Он заходит в комнату и натыкается взглядом на пустую кровать брата. Такую же идеально-нетронутую, как и все предыдущие разы (Тсунаеши все еще задается вопросом, спал ли Кирино вообще, потому что эти темные круги под глазами наталкивают его на мысли, что нет, он не спал, причем не спал давно), разве что с отличием в том, что в этот раз подушка находилась под покрывалом, а не на нем.

Тсунаеши смотрит на кровать взглядом, полным горечи.

Потому что интуиция тихо нашептывает, что больше такого шанса долго побыть вместе у них не будет.
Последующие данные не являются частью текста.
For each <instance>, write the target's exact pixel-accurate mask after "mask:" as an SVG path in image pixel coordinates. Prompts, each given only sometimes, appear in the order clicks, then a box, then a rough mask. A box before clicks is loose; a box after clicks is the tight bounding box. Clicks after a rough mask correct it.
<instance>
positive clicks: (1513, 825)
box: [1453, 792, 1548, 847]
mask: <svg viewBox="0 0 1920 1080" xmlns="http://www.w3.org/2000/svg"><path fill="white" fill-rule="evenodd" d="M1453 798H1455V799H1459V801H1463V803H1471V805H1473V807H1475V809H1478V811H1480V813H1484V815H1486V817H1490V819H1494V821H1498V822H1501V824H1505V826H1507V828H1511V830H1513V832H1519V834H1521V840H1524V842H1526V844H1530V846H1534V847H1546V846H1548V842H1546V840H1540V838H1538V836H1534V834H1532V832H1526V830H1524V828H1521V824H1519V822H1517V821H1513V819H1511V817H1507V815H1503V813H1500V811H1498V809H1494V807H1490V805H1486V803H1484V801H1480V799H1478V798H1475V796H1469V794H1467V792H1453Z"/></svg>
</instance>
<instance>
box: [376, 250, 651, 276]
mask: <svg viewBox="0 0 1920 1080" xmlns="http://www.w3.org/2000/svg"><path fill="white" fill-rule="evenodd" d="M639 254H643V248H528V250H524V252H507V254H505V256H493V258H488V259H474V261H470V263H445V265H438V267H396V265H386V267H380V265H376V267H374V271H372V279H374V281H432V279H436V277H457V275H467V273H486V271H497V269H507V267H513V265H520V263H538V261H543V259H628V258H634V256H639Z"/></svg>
Он смотрит на эту несчастную кровать, совершенно не догадываясь, что днем Кирино смотрел точно также, тоже думая о своем брате.

Тсунаеши вздыхает, качает головой, а после переводит взгляд и… и замирает, удивленно глядя уже на свою кровать.

Идеально заправленную.

— Ма-а-ам, — кричит он, — а зачем ты покрывало на моей кровати поправила?

Ответ следует незамедлительно.

— Но Тсу-кун, я не трогала твою кровать, — кричит ка-сан с кухни, — я подумала, Кири-чан помог тебе ее заправить.

Тсунаеши моргает.

Моргает, а после начинает ощущать, как краснеют щеки и уши, потому что от картины, как его суровый и безэмоциональный старший брат (которого боялась добрая половина мафии), поправляет покрывало на его кровати, добиваясь того, чтобы на нем не было ни единой складочки…

О, Ками-сама, Тсуне становилось плохо от этой картины.

Но губы все равно расползались в улыбке.

Вопреки смущению, этот жест брата до ужаса согревал его сердце.

Может, они все-таки смогут найти общий язык?

Не сейчас, но чуть позже.

Сердце Тсунаеши вновь загорелось надеждой.